Na WallStreet zwykło się mówić: „pigs get fat. Hogs het slaughtered” (Świnie tyją. Wieprze zostają ubite). W Polsce powiedzielibyśmy natomiast: “lepszy wróbel w garści, niż gołąb na dachu”, odnosząc się do tego, że lepiej zadowolić się częścią posiadanych zysków niż być zbyt chciwym i stracić wszystko. Oczywiście nie wiemy, jak wyglądałaby cała sytuacja gdyby nie działania głównych platform inwestycyjnych, które uniemożliwiły swoim klientom zakup kolejnych akcji GameStop zasłaniając się ich bezpieczeństwem. Duże kontrowersje wzbudziło działanie między innymi platformy RobinHood, która w ostatnim roku biła rekordy popularności mając być alternatywą dla dużych domów maklerskich prowadzonych przez tradycyjną część Wall Street. Ta jednak jako jedna z pierwszych zablokowała swoim klientom wolność wyboru i uniemożliwiła im kupno akcji, dając tracącym na krótkich pozycjach funduszom większą elastyczność w poszukiwaniu na mocno wykupionym rynku wolnych do nabycia akcji.

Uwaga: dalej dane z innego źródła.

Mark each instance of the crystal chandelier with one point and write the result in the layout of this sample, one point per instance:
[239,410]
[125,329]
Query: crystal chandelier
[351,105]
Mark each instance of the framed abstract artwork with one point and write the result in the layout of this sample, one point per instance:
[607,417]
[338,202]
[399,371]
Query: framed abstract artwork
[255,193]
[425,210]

Oczywiście tematem GameStop szybko zainteresowali się regulatorzy, a nowa sekretarz skarbu Janet Yellen stwierdzała, że sprawa zostanie dokładnie przeanalizowana, aby w przyszłości uniknąć tego typu wydarzeń. Dochodzenie ma jednak dotyczyć aktywności grupy traderów detalicznych, którzy skrzyknęli się, aby sztucznie podnieść ceny akcji. Rozgrywające nielegalne „gołe” krótkie pozycje fundusze pozostaną natomiast pewnie bez winy. O ile w „shortach” (krótkie pozycje) nie ma nic złego i są w pełni legalne, to niezgodnym z prawem jest krótka sprzedaż akcji, których się nigdy nie pożyczyło lub nie miało takiego zamiaru. Są to tak zwane „naked shorts”, czyli „krótkie pozycje bez pokrycia”. Tak było w przypadku GameStop, gdzie shortowane było 140 proc. akcji spółki, system pozwalał bowiem na sprzedaż nielimitowanej liczby nieistniejących papierów wartościowych publicznie notowanego podmiotu. – Wall Street przymyka oko na swoje duże fundusze hedgingowe, które rutynowo uczestniczą w tych nielegalnych transakcjach ze względu na wysokie opłaty, jakie od nich pobierają. Instytucje te aktywnie ułatwiają niszczenie wartości dla akcjonariuszy w zamian za krótkoterminowe zyski w postaci opłat transakcyjnych. To Wall Street, a nie inwestorzy detaliczni, stanowi problem i jest współwinna pomocy funduszom hedgingowym w tworzeniu fałszywych akcji – twierdzi Roberts. Przedstawiciel Real Investment Advice PRO jest zdania, że Fed i skarb państwa żyją tak naprawdę na garnuszku generującego ogromne zyski Wall Street, dlatego nie ma co liczyć, że system zostanie naprawiony.  – Biorąc pod uwagę, że organy regulacyjne Wall Street, w tym Rezerwa Federalna i Skarb Państwa, są w rzeczywistości własnością Wall Street, istnieje niewielka zachęta do “naprawiania” systemu. O wiele łatwiej jest ukarać inwestora detalicznego za granie w tę samą grę i nazwać to zwycięstwem, aby przypodobać się mediom – podsumowuje doświadczony inwestor.